Autre histoire qui a eu un impact considérable lorsqu'elle a été publiée dans les médias: celle du premier ministre islandais qui avait fondé une société-écran avec sa femme, en 2007. Dans un pays qui tente de se remettre d'une crise économique sans précédent, la nouvelle a eu l'effet d'une bombe et le premier ministre a dû démissionner.

En entrevue au magazine Télérama pour la sortie du livre en France, les auteurs ont déclaré: «Dans notre pays, les Panama Papers ont eu un impact énorme. La presse en a parlé pendant des semaines, nous avons été sollicités par des shows télévisés, etc. Même si nos données n'ont pas révélé de scandales nationaux, nos politiciens veulent changer la loi. Désormais, chaque citoyen devra dire s'il détient ou non une société offshore et sera obligé de justifier l'origine des fonds. La loi est encore en discussion, mais le principe est quasiment décidé.»
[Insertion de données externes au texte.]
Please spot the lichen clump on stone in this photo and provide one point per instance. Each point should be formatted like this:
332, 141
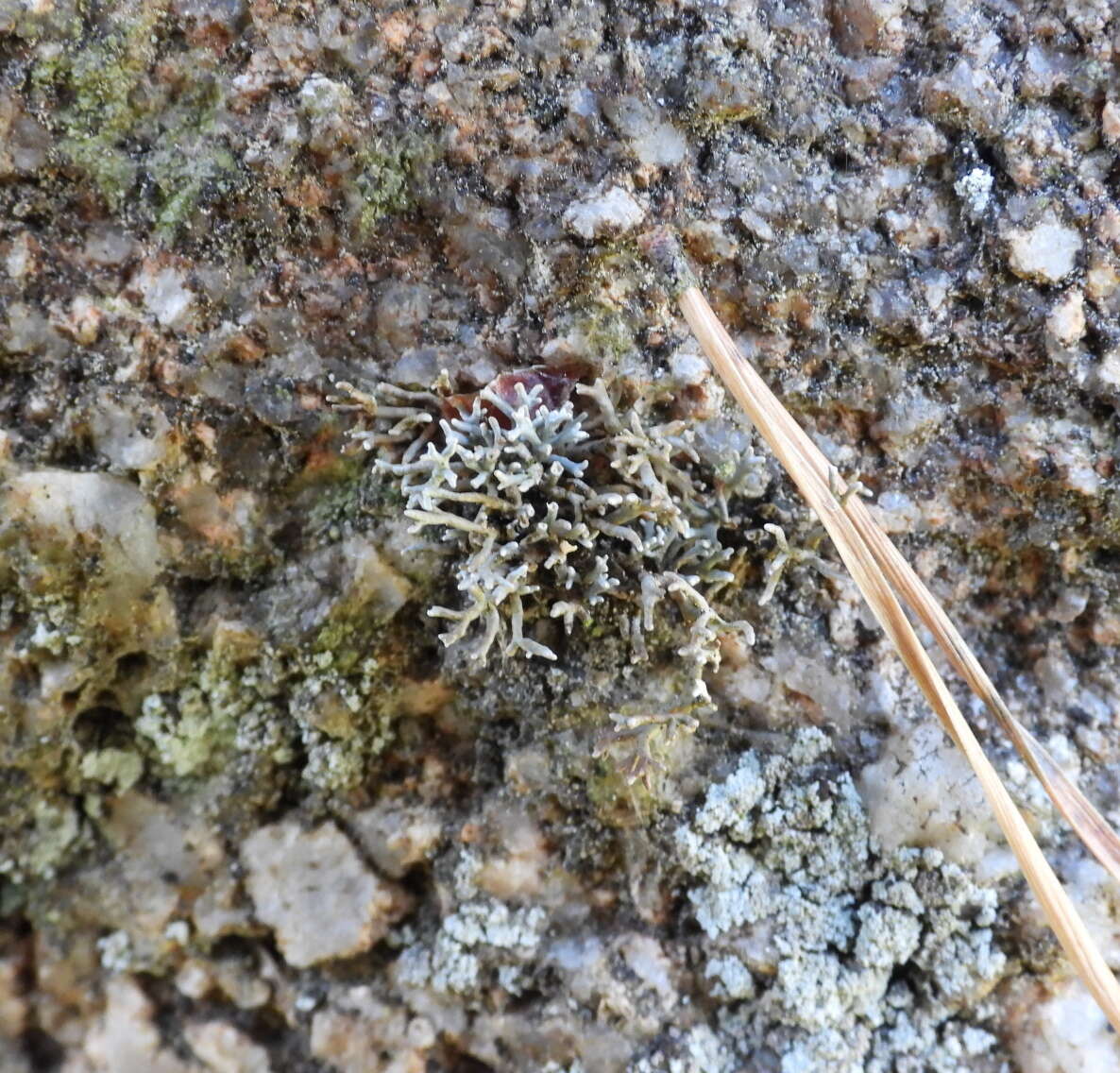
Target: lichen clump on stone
825, 951
566, 502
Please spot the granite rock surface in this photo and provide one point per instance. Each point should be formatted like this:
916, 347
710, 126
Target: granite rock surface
261, 809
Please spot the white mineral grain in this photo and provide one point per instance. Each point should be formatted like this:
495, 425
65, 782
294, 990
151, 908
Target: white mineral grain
223, 1048
922, 792
313, 890
1066, 320
1047, 252
609, 213
166, 295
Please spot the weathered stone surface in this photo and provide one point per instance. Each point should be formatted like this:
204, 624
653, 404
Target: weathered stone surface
312, 888
225, 706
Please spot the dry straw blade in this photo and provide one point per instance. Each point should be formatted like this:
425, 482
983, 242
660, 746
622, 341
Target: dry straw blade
872, 560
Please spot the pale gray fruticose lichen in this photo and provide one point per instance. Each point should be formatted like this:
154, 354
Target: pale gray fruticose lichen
564, 505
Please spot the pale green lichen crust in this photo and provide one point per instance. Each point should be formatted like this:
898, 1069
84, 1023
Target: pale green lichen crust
823, 951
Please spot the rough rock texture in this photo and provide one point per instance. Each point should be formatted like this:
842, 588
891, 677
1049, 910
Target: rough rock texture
257, 814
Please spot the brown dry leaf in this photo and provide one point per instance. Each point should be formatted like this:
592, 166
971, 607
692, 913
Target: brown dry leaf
872, 559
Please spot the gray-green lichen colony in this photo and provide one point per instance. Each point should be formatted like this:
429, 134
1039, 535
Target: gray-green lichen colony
594, 517
543, 733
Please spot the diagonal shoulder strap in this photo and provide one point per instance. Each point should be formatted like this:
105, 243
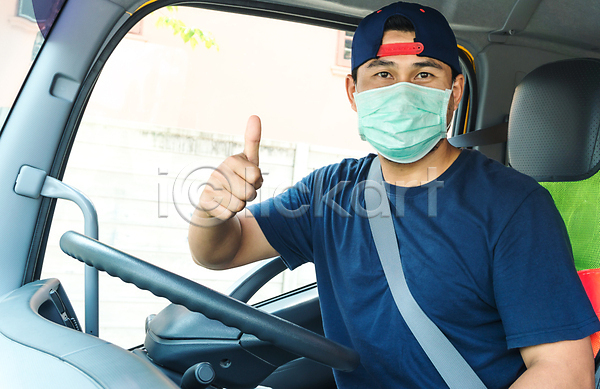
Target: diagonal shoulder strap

Malgré certains détails plus ardus pour le néophyte, le livre se lit comme un roman. Les explications sont claires, le rythme est enlevant. À la toute fin, on peut en outre prendre connaissance du manifeste du lanceur d'alerte, une lettre claire et limpide dans laquelle l'individu appelle à des lois beaucoup plus sévères et à un meilleur contrôle de l'impôt des entreprises. S'agit-il de l'informaticien du cabinet Mossack Fonseca arrêté à Genève le mois dernier et accusé de soustraction de données, d'accès indu à un système informatique et d'abus de confiance? On ne le sait pas encore... En attendant, ce livre fera le bonheur des passionnés de journalisme d'enquête.

* * * 1/2



Le secret le mieux gardé du monde - Le roman vrai des Panama Papers. Bastian Obermayer et Frederik Obermaier. Seuil, 419 pages.